The Train

“But I’ve got something for you,” he says, in a hurry, picturing the numbers falling away, her calculations lost.

He looks momentarily into the bag at his feet. He’s never given a confident gift, a gift he knows is right. When he bought it he was woozy with its cleverness, its insight, its potential to reveal that he paid attention to her. He saw the gift, its parts, from the street, and when he walked into the toy store it was like putting together a meal, pulling ingredients from cabinets in a hustle of inspiration. People judge meals, he thinks, but gifts are judgments too. This is for you. I noticed you need this, which means that you are lacking — and I noticed. I bought this because I love you, though. His father always told him not to be clever. Did gift giving count?

He pulls it from the bag, first the track, and places it on the counter: One curving length of model train track, two black rails, thirty-six silver cross-ties. Rosemary wipes the mustard from her thumbs and reaches for it.

The Gare Saint-Lazare: Arrival of a Train, 1877
(Oil on canvas, 80.33 x 98.11 cm)
BY Claude Monet
Harvard Art Museum/Fogg Museum

Just her reaching thrills him.

“Wait, he says, grinning.”

Out comes the train, black and shiny with a V-shaped grill. Even in its smallness it tilts forward, bearing down on the lunch counter.

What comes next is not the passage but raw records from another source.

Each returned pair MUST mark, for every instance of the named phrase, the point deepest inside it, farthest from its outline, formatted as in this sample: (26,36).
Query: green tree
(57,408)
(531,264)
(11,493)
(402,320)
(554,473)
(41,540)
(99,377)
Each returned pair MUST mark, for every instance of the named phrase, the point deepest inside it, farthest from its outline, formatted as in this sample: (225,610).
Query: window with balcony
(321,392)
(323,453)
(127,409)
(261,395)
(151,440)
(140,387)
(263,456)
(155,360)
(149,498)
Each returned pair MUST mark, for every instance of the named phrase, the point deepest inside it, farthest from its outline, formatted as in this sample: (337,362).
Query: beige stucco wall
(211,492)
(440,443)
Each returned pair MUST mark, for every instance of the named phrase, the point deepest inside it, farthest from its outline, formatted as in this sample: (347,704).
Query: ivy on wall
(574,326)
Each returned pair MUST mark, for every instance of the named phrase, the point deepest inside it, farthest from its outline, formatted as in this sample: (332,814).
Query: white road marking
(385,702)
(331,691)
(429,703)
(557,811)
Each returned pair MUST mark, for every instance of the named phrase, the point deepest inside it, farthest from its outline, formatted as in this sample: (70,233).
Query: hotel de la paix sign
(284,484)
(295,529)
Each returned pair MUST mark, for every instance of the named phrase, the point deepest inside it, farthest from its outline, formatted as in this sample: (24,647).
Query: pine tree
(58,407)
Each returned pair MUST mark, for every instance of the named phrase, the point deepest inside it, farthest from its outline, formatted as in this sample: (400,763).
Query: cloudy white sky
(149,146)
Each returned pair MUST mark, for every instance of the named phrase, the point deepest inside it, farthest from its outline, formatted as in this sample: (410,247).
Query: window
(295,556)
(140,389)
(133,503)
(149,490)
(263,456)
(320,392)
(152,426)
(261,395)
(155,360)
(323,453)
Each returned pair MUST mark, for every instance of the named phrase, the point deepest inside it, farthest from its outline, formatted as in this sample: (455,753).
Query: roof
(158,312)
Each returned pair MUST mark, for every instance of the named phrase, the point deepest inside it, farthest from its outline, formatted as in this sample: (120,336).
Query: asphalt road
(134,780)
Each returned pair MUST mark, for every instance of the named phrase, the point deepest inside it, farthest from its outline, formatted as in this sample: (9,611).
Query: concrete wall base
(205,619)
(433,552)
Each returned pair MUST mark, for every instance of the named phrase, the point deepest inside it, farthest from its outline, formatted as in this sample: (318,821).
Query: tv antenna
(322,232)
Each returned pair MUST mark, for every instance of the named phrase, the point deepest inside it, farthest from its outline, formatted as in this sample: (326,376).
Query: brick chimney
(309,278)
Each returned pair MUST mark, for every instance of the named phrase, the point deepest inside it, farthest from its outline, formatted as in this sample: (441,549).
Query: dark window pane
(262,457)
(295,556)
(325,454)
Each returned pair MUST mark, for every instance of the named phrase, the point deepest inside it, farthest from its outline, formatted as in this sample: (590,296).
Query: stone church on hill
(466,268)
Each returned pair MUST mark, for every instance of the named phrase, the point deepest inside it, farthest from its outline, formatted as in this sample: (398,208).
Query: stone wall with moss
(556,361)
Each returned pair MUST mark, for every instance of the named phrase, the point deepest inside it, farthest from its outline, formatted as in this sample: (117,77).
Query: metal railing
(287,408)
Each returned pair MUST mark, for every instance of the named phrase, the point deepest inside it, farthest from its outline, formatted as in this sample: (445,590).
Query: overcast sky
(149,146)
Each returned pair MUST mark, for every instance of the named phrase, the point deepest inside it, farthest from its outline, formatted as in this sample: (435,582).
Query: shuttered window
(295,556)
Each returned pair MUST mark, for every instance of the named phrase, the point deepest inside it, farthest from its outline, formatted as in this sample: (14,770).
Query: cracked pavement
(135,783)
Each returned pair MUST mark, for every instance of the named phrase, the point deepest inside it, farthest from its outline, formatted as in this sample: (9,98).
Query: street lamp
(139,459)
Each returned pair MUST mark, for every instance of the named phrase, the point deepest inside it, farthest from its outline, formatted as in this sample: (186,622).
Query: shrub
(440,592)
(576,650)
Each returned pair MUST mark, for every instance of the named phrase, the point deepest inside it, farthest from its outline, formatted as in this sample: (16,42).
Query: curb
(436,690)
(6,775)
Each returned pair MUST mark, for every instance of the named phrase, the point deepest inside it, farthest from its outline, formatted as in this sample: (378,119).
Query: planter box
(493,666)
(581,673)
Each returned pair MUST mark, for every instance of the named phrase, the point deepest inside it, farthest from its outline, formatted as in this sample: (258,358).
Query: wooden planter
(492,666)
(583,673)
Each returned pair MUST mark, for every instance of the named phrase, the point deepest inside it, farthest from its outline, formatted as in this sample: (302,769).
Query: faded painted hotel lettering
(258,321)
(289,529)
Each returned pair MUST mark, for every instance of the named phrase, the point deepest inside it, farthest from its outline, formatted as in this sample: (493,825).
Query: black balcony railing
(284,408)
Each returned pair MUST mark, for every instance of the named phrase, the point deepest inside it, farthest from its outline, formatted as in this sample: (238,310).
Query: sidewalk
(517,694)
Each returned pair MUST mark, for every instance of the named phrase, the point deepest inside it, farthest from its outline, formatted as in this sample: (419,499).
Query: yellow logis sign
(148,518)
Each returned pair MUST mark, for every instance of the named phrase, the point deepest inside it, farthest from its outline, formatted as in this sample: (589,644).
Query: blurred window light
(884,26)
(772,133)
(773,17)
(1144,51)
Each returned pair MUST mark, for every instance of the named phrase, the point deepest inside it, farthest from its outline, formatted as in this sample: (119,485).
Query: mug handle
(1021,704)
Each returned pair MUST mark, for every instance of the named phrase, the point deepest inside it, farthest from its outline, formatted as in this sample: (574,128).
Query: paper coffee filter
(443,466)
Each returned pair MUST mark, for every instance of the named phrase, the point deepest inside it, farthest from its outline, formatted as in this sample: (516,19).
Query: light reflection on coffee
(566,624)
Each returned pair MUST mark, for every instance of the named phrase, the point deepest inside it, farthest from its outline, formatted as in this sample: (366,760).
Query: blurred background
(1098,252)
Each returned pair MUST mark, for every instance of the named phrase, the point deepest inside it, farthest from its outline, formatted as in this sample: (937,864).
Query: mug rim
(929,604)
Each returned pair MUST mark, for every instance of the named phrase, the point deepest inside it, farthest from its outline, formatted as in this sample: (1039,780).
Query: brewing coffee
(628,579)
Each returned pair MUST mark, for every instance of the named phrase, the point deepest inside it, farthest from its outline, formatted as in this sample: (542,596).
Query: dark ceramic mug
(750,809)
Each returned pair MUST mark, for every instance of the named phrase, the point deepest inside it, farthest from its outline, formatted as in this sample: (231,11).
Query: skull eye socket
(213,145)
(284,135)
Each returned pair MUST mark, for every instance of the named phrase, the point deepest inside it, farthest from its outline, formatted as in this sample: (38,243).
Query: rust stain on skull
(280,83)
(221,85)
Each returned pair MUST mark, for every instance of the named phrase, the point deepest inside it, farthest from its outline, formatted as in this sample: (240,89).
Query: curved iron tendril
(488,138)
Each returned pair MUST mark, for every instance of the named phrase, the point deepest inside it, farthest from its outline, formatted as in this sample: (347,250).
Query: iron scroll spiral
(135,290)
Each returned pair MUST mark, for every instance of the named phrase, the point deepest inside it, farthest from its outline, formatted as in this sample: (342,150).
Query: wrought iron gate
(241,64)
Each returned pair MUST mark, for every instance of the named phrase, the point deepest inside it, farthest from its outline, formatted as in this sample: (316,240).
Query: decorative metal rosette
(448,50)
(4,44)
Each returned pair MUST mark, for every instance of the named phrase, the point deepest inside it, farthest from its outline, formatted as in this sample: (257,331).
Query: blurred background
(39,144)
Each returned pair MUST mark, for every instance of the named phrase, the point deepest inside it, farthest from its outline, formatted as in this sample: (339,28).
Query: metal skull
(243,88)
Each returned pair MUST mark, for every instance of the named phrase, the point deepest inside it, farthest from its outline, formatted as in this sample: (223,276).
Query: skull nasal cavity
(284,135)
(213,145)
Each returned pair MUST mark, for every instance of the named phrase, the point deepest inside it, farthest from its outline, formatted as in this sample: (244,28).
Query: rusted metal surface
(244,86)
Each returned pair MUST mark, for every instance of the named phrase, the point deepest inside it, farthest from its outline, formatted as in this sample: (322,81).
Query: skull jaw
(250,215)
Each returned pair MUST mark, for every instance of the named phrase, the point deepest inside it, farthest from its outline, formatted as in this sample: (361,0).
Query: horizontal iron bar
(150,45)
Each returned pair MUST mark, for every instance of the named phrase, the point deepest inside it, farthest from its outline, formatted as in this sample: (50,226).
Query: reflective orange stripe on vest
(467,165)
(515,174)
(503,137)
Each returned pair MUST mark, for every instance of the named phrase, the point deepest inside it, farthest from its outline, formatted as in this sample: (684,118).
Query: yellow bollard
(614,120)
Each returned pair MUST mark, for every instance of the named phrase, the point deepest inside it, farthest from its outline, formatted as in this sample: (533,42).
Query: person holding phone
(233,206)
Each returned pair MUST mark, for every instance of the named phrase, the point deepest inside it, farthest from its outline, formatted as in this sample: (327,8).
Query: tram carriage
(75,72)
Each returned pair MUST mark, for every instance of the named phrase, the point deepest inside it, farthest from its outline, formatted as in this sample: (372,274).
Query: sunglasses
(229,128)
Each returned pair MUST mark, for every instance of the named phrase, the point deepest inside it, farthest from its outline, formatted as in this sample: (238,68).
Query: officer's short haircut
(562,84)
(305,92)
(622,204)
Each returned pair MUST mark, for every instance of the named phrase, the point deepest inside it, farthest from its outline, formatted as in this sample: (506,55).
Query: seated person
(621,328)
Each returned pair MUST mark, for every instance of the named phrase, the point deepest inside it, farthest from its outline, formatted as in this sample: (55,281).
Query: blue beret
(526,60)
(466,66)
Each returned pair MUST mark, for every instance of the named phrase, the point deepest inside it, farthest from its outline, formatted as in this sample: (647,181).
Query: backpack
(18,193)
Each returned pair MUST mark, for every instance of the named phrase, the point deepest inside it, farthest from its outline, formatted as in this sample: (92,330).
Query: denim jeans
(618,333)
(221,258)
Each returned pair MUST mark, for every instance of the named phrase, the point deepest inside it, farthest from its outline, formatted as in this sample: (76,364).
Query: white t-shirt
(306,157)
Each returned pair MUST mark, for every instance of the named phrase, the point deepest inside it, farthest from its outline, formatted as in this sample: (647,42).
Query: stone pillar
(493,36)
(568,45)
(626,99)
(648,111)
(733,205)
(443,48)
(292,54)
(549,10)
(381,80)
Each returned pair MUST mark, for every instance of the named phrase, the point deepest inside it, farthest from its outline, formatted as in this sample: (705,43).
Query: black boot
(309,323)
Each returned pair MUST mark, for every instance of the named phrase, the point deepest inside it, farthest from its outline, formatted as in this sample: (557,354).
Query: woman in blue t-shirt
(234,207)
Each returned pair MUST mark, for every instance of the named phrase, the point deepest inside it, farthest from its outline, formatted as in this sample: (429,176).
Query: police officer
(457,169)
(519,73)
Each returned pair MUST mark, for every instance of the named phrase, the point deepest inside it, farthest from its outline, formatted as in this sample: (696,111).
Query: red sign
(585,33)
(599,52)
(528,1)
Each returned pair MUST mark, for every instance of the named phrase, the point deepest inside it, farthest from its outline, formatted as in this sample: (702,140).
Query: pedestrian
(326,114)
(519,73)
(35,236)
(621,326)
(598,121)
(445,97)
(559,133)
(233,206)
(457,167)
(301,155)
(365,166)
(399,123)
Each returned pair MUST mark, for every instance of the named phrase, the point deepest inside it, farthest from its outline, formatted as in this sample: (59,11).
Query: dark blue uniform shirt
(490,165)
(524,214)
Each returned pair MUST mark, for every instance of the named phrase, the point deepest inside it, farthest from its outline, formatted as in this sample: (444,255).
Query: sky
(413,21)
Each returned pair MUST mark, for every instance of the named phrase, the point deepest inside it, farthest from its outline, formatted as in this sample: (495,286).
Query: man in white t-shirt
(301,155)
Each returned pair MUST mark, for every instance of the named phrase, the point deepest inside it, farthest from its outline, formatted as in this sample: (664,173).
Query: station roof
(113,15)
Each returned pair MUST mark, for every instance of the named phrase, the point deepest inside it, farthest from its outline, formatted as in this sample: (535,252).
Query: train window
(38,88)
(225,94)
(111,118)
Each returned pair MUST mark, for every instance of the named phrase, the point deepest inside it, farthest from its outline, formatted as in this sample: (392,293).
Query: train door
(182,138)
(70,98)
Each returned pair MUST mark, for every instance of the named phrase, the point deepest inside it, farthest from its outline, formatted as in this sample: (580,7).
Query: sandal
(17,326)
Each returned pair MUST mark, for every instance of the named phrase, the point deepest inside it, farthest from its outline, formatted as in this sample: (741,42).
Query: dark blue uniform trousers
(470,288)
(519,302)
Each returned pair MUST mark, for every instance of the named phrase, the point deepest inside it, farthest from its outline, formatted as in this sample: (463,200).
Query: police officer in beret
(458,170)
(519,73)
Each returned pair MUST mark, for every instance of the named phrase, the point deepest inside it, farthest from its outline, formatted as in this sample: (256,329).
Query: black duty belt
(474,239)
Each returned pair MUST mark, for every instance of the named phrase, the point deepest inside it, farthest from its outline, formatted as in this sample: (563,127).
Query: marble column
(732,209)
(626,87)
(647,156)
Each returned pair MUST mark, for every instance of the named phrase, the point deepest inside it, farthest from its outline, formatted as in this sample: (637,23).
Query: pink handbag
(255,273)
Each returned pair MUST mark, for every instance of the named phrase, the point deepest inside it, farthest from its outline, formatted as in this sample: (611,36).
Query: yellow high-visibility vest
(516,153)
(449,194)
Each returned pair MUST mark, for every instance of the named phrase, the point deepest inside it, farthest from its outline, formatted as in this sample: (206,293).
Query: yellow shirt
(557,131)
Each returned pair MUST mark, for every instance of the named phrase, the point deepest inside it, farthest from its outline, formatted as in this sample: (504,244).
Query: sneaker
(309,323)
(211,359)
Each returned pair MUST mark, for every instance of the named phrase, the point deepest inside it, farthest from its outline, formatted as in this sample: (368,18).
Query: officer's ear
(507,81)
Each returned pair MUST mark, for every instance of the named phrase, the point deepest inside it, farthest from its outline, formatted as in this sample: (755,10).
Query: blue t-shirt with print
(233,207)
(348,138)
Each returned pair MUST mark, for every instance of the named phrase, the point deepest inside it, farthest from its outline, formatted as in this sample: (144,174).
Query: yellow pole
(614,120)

Rosemary lowers her head, peers into the conductor’s box and he swivels the track so that she faces it head-on.

“It’s supposed to be oncoming.”

“At me?”

He nods, sheepishly. She touches the sharp bottom of the plastic grill, assessing its danger he imagines, its potential to drive right through her if she were lashed to the tiny tracks.

“But there’s something else.”

He pulls from his shirt pocket a thin tube of glue, Atomic!, written on the side. In his head he can see the remaining gestures, the parts of the giving. Put the track on the counter. Then the train. Then the glue. Plans are new things to him. Gears that work or don’t. He thinks of batters at bat: swing, contact, follow-through. Physical. Inevitable. Complete almost from the start.

Without interruption.

But then there’s the voice behind him.

“It’s a small counter. It’s biiiiii-ssssy.”

It’s reedy, the voice, complaining. Robert doesn’t turn, but looks down at the floor, at the man’s leather shoe up on the foot rail, scuffed, the sole split like dry lips.

“We’re waiting for the check,” Rosemary tells the voice.

Robert watches her flash a smile. A gorgeous wide-mouthed, disarming smile. And he’s jealous. Worried that there’s a shortage of those smiles and that he’s lost her attention. She’s stopped touching the train, waiting for him to reach into the bag. He’s also in love with her mouth and turns to confirm how beautiful it is. Buddy, did you see that smile?